Tobacco vs teddy bears

Now, before we go any further, I’d like to make one thing really clear. Smoking is bad for you. It’s really bad for you. Anything that results in fewer people smoking is likely to be a thoroughly good thing for public health.

But sadly, I have to say there are times when I think the anti-tobacco movement is losing the plot. One such time came this week when I saw the headline “Industry makes $7,000 for each tobacco death“. That has to be one of the daftest statistics I’ve seen for a long time, and I speak as someone who takes a keen interest in daft statistics.

I’m not saying the number is wrong. I haven’t checked it in detail, so it could be, but that’s not the point, and in any case, the numbers look more or less plausible.

The calculation goes like this. Total tobacco industry profits in 2013 (the most recent year for which figures are available) were $44 billion. In the same year, 6.3 million people died from smoking related diseases. Divide the first number by the second, and you end up with $7000 profit per death.

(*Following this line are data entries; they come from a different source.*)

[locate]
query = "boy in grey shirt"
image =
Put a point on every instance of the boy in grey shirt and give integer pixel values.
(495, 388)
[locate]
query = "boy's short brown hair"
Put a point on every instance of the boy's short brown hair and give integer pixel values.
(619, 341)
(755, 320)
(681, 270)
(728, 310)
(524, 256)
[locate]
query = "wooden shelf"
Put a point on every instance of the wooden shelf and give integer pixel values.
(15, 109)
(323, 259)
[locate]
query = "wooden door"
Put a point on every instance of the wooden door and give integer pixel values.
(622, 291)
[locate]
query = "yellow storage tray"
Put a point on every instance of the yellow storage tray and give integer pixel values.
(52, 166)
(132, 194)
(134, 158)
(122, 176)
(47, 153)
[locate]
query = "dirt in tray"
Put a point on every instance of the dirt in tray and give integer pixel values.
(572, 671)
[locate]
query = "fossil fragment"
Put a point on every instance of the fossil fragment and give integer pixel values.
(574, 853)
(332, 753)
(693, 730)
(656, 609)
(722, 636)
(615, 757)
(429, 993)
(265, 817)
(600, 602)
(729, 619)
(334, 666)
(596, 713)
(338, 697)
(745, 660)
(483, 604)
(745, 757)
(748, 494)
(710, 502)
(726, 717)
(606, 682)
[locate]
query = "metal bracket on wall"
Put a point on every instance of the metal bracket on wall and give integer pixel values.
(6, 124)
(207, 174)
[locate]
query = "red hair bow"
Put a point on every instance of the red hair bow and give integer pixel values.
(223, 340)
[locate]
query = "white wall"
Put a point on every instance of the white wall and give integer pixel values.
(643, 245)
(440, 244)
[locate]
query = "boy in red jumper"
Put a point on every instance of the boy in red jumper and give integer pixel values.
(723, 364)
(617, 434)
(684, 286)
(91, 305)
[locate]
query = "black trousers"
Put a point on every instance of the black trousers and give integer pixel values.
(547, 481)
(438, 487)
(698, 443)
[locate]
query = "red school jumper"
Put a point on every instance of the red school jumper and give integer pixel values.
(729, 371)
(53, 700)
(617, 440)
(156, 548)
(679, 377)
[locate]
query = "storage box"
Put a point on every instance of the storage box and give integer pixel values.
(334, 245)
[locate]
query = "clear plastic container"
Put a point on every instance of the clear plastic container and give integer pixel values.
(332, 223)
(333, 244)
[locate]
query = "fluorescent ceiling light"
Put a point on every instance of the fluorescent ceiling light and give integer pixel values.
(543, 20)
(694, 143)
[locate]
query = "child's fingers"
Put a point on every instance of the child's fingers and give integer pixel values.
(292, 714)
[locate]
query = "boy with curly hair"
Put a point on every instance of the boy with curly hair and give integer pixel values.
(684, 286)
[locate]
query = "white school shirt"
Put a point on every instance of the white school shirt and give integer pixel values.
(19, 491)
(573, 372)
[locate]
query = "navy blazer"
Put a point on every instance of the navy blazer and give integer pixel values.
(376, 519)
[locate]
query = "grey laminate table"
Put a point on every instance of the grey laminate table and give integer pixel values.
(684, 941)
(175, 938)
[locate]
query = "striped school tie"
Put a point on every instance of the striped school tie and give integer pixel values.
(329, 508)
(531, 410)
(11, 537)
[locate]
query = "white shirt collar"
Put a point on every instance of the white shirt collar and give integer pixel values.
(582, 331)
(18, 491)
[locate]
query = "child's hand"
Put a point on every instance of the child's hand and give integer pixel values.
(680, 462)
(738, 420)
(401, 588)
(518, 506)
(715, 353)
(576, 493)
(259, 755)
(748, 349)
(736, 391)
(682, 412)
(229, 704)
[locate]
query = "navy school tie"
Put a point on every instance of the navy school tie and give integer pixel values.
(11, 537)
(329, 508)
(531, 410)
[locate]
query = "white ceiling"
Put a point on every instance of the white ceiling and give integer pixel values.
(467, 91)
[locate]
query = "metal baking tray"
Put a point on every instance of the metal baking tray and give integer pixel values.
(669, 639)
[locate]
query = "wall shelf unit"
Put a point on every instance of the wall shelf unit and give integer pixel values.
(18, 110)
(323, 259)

I think we’re supposed to be shocked by that. Perhaps the message is that the tobacco industry is profiting from deaths. In fact given we are told that this figure has increased from $6000 a couple of years ago as if that were a bad thing, I guess that is what we’re supposed to think.

If you haven’t yet figured out how absurd that is, let’s compare it with the teddy bear industry.

Now, some of the figures that follow come from sources that might not score 10/10 for reliability, and these calculations might look like they’ve been made up on the back of a fag packet.  But please bear with me, because all that we really require for today’s purposes is that these numbers be at least approximately correct to within a couple of orders of magnitude, and I think they probably are.

Let’s start with the number of teddy bear related deaths each year. I haven’t been able to find reliable global figures for that, but according to this website, there are 22 fatal incidents involving teddy bears and other toys in the US each year. Let’s assume that teddy bears account for half of those. That gives us 11 teddy bear related deaths per year in the US.

Since we’re looking at the US, how much profit does the US teddy bear industry make each year? I’ve struggled to find good figures for that, but I think we can get a rough idea by looking at the profits of the Vermont Teddy Bear Company, which is apparently one of the largest players in the US teddy bear market. I don’t know what their market share is. Let’s just take a wild guess that it’s about 1/3 of the total teddy bear market.

The company is now owned by private equity and so isn’t required to report its profits, but I found some figures from the last few years (2001 to 2005) before it was bought by private equity, and its average annual profit for that period was about $1.7 million. So if that represents 1/3 of the total teddy bear market, and if its competitors are similarly profitable (wild assumptions I know, but we’re only going for wild approximations here), then the total annual profits of the US teddy bear market are about £5 million.

So, if we now do the same calculation as for the tobacco industry, we see that the teddy bear industry makes a profit of about $450,000 per death ($5 million divided by 11 deaths).

So do we conclude that the teddy bear industry is far more evil than the tobacco industry?

No. What we conclude is that using “profits per death” as a measure of the social harm of an industry is an incredibly daft use of statistics. You are dividing by the number of deaths, so the more people you kill, the smaller will be your profits per death.

There are many statistics you could choose to show the harms of the tobacco industry. That it kills about half its users is a good place to start.  That chronic obstructive pulmonary disease, a disease that is massively associated with smoking, is the world’s third leading cause of death, also makes a pretty powerful point. Or one of my personal favourite statistics about smoking, that a 35-year-old smoker is twice as likely to die before age 70 as a non-smoker of the same age.

But let’s not try to show how bad smoking is by using a measure which increases the fewer people your product kills, OK?